Li and Bhangu1 are pushing through an open door suggesting that multicentre, international research collaboration is wonderful, yet it challenges individual author accountability, and may devalue the hard yards completed by those who organized, funded, analysed, and reported the studies. Organizers struggle with the conflict between motivating colleagues to join and yet sticking to established authorship rules (ICMJE.com). Instead of classifying all contributors as authors, it may be more correct to diversify contribution into authors, collaborators, and acknowledgements. Authorship carries important responsibilities. The Swedish Research Council nominated me to investigate the research fraud committed by Paolo Machiarini and colleagues2. Many of the co-authors who had put their names to the six fraudulent papers regretted doing so. Fortunately, there were about 50, not 15 000.
Authorship rules are not the only elephant in the room. Selection bias is another one. Li and Bhangu1 argue that ‘This makes the findings representative of wider populations, meaning that the results are generalizable and relevant to more patients’ and ‘the most recent and prominent example being the COVID-19 pandemic’. I will outline my challenges to this opinion.
Big data and speed in scientific publishing are not necessarily beautiful. At the start of the pandemic, the editors of the European Journal of Vascular and Endovascular Surgery published an editorial3 underlining the need for research initiatives amidst and after the COVID-19 pandemic. Two international research collaborations were created that attempting to address how the pandemic affected vascular surgery patients, the COvid-19 Vascular sERvice (COVER) Study4,5 and the Vascular Surgery COVID-19 Collaborative (VASCC)6.
Acute limb ischaemia is one of the manifestations of COVID-19 infection. The European Society for Vascular Surgery7 published the first-ever clinical practice guidelines on acute limb ischaemia in February 2020, at the verge of the pandemic. A year and a half into the pandemic we performed a scoping review of the literature, and updated the guidelines in light of the pandemic8. We had hoped that the mentioned research collaborations would help us, but in fact they added nothing of importance to our review. Less than half of the vascular surgical units in the UK had reported anything to COVER, and VASCC had published nothing at all. The COVER publication5 on vascular services during the first wave of the pandemic did not even mention acute limb ischaemia.

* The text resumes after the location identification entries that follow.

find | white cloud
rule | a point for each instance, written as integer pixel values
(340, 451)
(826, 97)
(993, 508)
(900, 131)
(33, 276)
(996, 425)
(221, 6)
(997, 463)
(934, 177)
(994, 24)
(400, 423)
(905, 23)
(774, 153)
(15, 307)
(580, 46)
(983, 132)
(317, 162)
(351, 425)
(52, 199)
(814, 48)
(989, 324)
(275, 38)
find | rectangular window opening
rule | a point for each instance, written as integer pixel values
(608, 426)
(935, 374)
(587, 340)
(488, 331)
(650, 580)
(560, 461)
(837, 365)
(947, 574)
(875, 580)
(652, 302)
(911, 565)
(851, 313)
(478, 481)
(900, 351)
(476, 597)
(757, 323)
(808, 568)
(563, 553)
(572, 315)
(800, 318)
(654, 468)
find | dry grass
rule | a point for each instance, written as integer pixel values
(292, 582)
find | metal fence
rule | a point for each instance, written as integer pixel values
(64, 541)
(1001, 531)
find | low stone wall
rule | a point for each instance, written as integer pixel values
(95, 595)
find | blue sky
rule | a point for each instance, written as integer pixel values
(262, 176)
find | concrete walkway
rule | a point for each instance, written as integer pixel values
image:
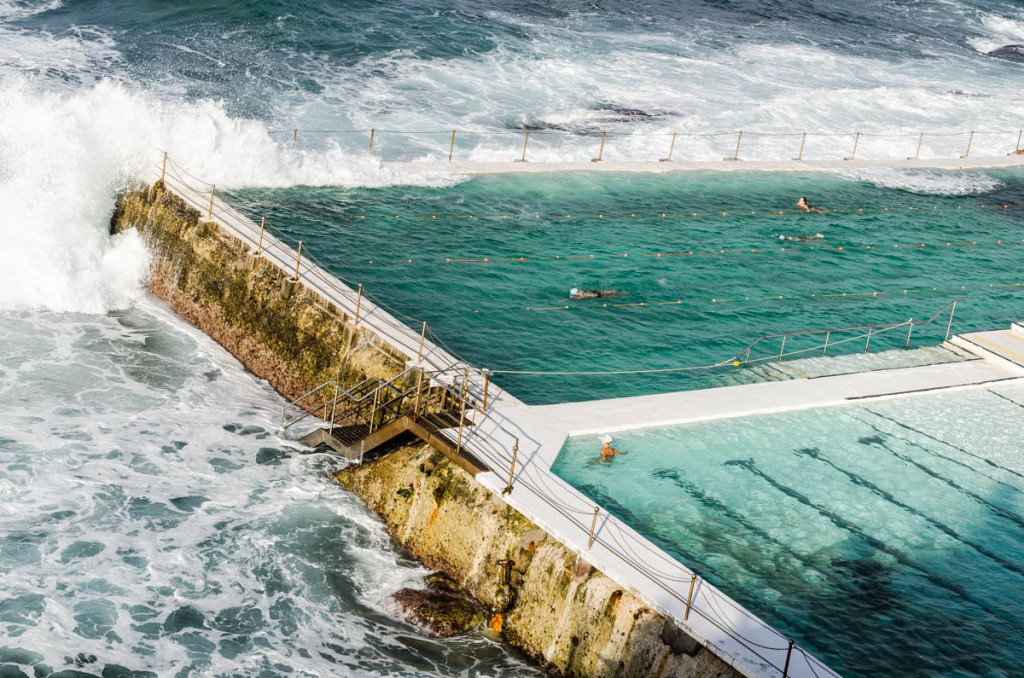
(707, 165)
(707, 613)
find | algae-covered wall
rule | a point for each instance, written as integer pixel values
(568, 617)
(571, 619)
(210, 279)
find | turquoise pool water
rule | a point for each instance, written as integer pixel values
(886, 538)
(479, 308)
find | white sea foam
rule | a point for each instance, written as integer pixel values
(998, 32)
(156, 482)
(65, 154)
(928, 182)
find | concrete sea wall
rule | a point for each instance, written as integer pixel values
(569, 618)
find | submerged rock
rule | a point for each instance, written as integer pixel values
(443, 608)
(1010, 52)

In contrast, data from the Swedvasc registry comparing population-based data on vascular surgical procedures in 2020 with those of 2017–2019 were submitted in April 20219. The Swedvasc registry has been validated on multiple occasions since its creation in 1987, showing excellent external and internal validity. Similarly, the UK National Vascular Registry published multiple short reports on how the pandemic affected vascular surgery in the UK (https://www.vsqip.org.uk/content/uploads/2020/11/NVR-Short-Report-Covid-19.pdf). It took many years to harmonize variables and definitions with other countries participating in the Vascunet collaboration, founded in 1997. It is naive to think that creating a database in which ‘the first protocol was developed in 3 days’, and to invite everybody to participate, without checking whether submission of data was neither complete nor correct, could be the basis of high-quality research. There are no short cuts to performing research that helps to improve clinical practice.
In summary, I agree with Li and Bhangu that we should avoid single-centre retrospective studies and spend energy creating quality data sets instead. We must be aware of the limitations of rapidly established large collaborative research initiatives, in order not to jump from one ineffective research model to another. Population-based and well validated data are more robust. Authorship rules should be respected; they are not elitist, but fair in giving both merit and responsibility to those who did the hard work. Countries such as the UK, Scandinavia, and the Netherlands have a great asset in our healthcare systems. They are assets not only for our patients, but also for the advancement of clinical science on a global level.